When I draw a chart, I start with a hypothesis. In studying online shopping's relationship to our shaky economy from high oil prices to the housing crisis and talks of recession I expected that a chart of visits to online retailers would show a precipitous decline. According to the latest Reuters/University of Michigan Consumer Index, consumer confidence has reached the lowest level in 28 years.
Yet the facts show that my hypothesis is completely wrong: Visits to online shopping sites are up compared to the previous year. Perhaps the increase could be explained by consumer price sensitivity. In the same University of Michigan Consumer Index report, consumers expect an inflation rate of 5.6% over the next 12 months. Here's a new hypothesis: when economic times get tough, online shopping sites become an important tool to help consumers find the best price on potential purchases.
The Hitwise Retail 100 Index (a collection of the top online retail Websites) reveals that visits to the collection increased 10.1% from the same period in 2007 to now and over 16.4% from 2006. Examining retail from electronics to apparel and books to music, the category growing the fastest is sites that help us compare prices across multiple shopping sites. Online comparison shopping engines such as Shopzilla, Shopping.com and Pricegrabber, have, as a category, increased at a rate of 59.9% over the previous year.

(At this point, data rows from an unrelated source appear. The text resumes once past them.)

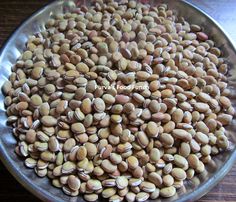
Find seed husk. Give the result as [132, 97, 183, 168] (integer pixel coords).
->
[2, 0, 235, 201]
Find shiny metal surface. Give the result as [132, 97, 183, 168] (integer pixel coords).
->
[0, 0, 236, 202]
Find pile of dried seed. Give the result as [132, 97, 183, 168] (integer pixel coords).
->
[3, 0, 234, 202]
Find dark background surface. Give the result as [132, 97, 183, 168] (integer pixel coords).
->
[0, 0, 236, 202]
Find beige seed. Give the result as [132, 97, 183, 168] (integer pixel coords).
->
[41, 116, 57, 127]
[160, 186, 176, 198]
[172, 129, 192, 142]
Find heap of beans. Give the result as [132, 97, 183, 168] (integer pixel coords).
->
[3, 0, 234, 202]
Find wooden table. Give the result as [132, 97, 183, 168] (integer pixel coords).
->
[0, 0, 236, 202]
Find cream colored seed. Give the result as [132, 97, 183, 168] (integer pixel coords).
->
[2, 0, 235, 202]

The way we search online can provide invaluable insight into our economic state of mind. One big change in search term usage in the online retail sector is "new" versus "used." The volume of searches that contain the term "used" in search queries has increased 21.8% since the beginning of the year, indicating that people are using the Internet as a means of locating price savings over "brand new." This change in consumer behavior is also apparent in the individual domains with the greatest increases in traffic over the last year. The online classifieds website Craigslist.org is up 93.4% comparing the week ending May 31, 2008 to the same time period in 2007.
While the data doesn't show is if all this increased searching correlates with increased buying. But it does show a dramatic change in how people are thinking about shopping and inching ever closer to a wired, price-conscious ideal.
Bill Tancer is general manager of global research at Hitwise.